Rabbi Itshak le fils de Rabbi Nathan eut l'occasion d'écrire une lettre à son père, dans laquelle il lui raconta un miracle qui s'était produit dans la ville de Toulchin. Il y avait là-bas un homme simple, du nom de Rabbi Nétanel. Toutes les bénédictions qu'il donnait se réalisaient de façon extraordinaire. Rabbi Itshak demanda à son père ce qu'il en pensait. Rabbi Nathan lui répondit qu'il voulait en savoir davantage : comment ce Rabbi Nétanel se comportait-il dans la vie de tous les jours ' Après lui avoir fourni des précisions supplémentaires, Rabbi Nathan expliqua à son fils que même si les actions décrites par Rabbi Itshak étaient honorables, elles n'étaient pas suffisantes pour justifier la portée des bénédictions qu'il attribuait. Le fils de Rabbi Nathan devait aller plus loin dans ses investigations, en tâchant de déceler chez Rabbi Nétanel une conduite particulière. Finalement, Rabbi Itshak remarqua que cet homme simple veillait scrupuleusement à se lever au milieu de la nuit, et à accomplir le Tikoun hatsot.
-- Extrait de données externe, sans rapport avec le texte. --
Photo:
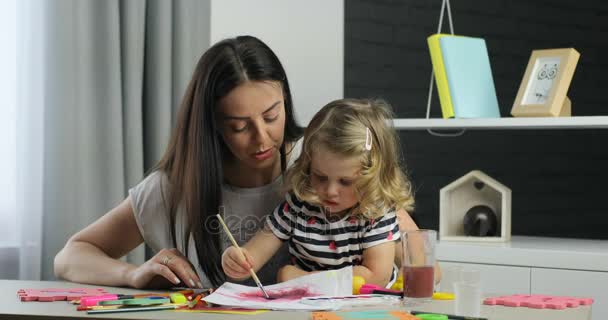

Rabbi Nathan répondit à son fils :
'ne cherche plus ! C'est bien cette pratique qui confère une force spéciale aux bénédictions qu'il prodigue'.
Source : SIAH SARFE KODESH II - Rabbi Nathan
1-69
Rabénou a déclaré :
« celui qui n'a pas encore commencé à adopter une ligne de conduite plus stricte et continue à manger du pain azyme trempé dans un liquide, ne doit pas modifier sa façon d'agir; mais celui qui a accepté de prendre sur lui ce point plus strict doit continuer à l'appliquer ».
Rabbi Nahman ne consommait pas de telles galettes humectées.
Source : SIAH SARFE KODESH II
1-147
Lorsque le rav Baal Tanya entreprit son voyage qui devait l'amener à rencontrer le saint Rabbi Baroukh de Medziboz, qui habitait alors à Toulchin, afin de mettre un terme au différend qui les opposait, le Baal Tanya traversa plusieurs villages dont Breslev, Haissin et Téplik.
Il s'arrêta aussi pour rencontrer Rabénou. A son arrivée, ce dernier se tourna vers Moshé Henkès qui était très riche, et lui dit :
« fais donc la charité à un authentique talmid hakham ! »
Moshé déposa un rendel en or sur la table. Rabénou le dévisagea avec stupéfaction : « c'est tout ce qu'on donne à un vrai talmid hakham ' »
Moshé donna encore un rendel, mais devant l'étonnement soutenu de Rabénou, il décida d'en offrit un autre. La même scène se répéta à plusieurs reprises, jusqu'à ce que la somme eut atteint dix rendels d'or.
Rabénou prit les pièce et les mit dans les mains du Baal Tanya.
Puis les gens de la ville raccompagnèrent le rav jusqu'à l'entrée de la ville. Rabénou prit place avec lui dans la carriole. En cours de route, le rav demanda à Rabénou « risque-t-on d'être espionné ' » Il craignait d'être surpris par des hommes du gouvernement qui étaient alors à ses trousses. Rabénou lui répondit en pesant ses mots :
« non ! Ils ne sont pas aussi sots ! » en lui faisant signifier que ses disciples ne manquaient pas à ce point d'intelligence, de plus ils se surveillaient mutuellement, il n'y avait donc rien à craindre.
Le Baal Tanya confia alors à Rabénou qu'il espérait non seulement gagner avec l'aide de D. le procès dans lequel il était impliqué à Saint Petersbourg, mais aussi restaurer la paix entre lui et l'oncle de Rabénou.
Son interlocuteur lui fit pour toute réponse :
« avec Peterboukh tu peux gagner (c'est-à-dire face au pouvoir en place qui siègeait à Saint Petersbourg, anciennement appelée Peterboukh), mais avec Peter Baroukh (c'est-à-dire mon oncle Rabbi Baroukh) tu n'y arriveras point ! » Ses paroles se réalisèrent : la controverse entre les deux rabbins devint même plus vive qu'auparavant.